A collection of tools for extracting FHIR resources and analytics services on top of that data.

https://google.github.io/fhir-data-pipes/

Apache License 2.0

150 stars 84 forks source link

Is it possible for the `fhir-data-pipes` to sink directly into a Data Warehouse e.g. Google BigQuery? #1191

Open muhammad-levi opened 1 week ago

muhammad-levi commented 1 week ago

Instead of: fhir-data-pipes -> Google Healthcare API FHIR Store -> Google BigQuery

It will be like: fhir-data-pipes -> Google BigQuery

As also suggested in this diagram

"Data Loaders" includes fhir-data-pipes.

bashir2 commented 1 week ago

Actually this feature is the long standing issue #455, i.e., adding BigQuery as a sink option. It should not be too hard to add this and I think it is a useful feature. The main reason we have not implemented it yet is that we have not heard much demand for it from our partners. If this is a useful feature for you and you can contribute for implementing it, I am willing to help.

Side note 1: We have actually done some work in #454 to make the resulting schema similar to the BigQuery schema of GCP FHIR store -> BigQuery flow.

Side note 2: You can import Parquet files into BigQuery; that's how the comparisons in #454 was done.

muhammad-levi commented 1 week ago

@bashir2 I see.
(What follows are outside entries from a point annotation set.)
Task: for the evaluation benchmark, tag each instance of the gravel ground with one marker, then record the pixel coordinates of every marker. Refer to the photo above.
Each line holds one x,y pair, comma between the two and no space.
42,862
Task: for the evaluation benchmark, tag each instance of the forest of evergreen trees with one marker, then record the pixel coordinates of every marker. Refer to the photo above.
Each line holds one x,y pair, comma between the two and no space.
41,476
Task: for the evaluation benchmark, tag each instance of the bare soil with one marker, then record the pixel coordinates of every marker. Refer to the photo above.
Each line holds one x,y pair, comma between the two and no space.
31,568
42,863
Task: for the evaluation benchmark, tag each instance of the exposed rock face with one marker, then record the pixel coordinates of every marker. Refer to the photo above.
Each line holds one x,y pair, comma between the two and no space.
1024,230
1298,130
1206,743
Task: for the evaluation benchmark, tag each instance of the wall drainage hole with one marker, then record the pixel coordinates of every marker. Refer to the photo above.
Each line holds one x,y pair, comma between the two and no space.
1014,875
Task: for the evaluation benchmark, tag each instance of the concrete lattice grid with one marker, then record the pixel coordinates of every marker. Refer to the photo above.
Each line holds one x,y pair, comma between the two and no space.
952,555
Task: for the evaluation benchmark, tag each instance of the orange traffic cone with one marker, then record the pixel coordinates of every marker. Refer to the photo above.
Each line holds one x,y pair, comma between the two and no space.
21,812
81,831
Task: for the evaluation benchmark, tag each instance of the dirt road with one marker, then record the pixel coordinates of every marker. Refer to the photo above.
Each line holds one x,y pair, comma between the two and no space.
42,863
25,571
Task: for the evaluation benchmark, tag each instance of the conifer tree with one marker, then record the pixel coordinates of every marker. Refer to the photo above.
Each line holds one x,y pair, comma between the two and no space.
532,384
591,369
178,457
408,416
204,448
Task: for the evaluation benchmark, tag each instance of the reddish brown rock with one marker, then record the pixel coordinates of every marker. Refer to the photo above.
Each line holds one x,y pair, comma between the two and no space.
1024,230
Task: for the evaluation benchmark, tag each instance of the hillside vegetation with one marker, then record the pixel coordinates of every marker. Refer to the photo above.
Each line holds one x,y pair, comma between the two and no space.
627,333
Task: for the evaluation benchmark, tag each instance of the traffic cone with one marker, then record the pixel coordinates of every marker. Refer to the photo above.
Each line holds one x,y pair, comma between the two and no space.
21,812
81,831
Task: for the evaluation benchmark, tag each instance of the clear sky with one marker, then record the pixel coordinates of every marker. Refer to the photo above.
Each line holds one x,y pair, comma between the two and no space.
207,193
Initially I was thinking of using the JDBC driver for BigQuery and try and create a sample JDBC URL config for BigQuery in the DatabaseConfiguration https://github.com/google/fhir-data-pipes/blob/dc70755848b2ea83390a2699ed05ed6088875eec/pipelines/common/src/main/java/com/google/fhir/analytics/model/DatabaseConfiguration.java#L58-L62

and then make use of the sinkDbConfigPath config property. https://github.com/google/fhir-data-pipes/blob/dc70755848b2ea83390a2699ed05ed6088875eec/pipelines/controller/config/application.yaml#L168-L173

References

bashir2 commented 1 week ago

@muhammad-levi your JDBC based idea can work but since we use Beam for our pipeline, I would first consider BigQueryIO; it is usually better to rely on Beam IOs when it is possible. That said, there are reasons not to use them; for example, in some places, we don't use ParquetIO for creating Parquet files (mostly because of Flink's memory overhead in the single-machine mode).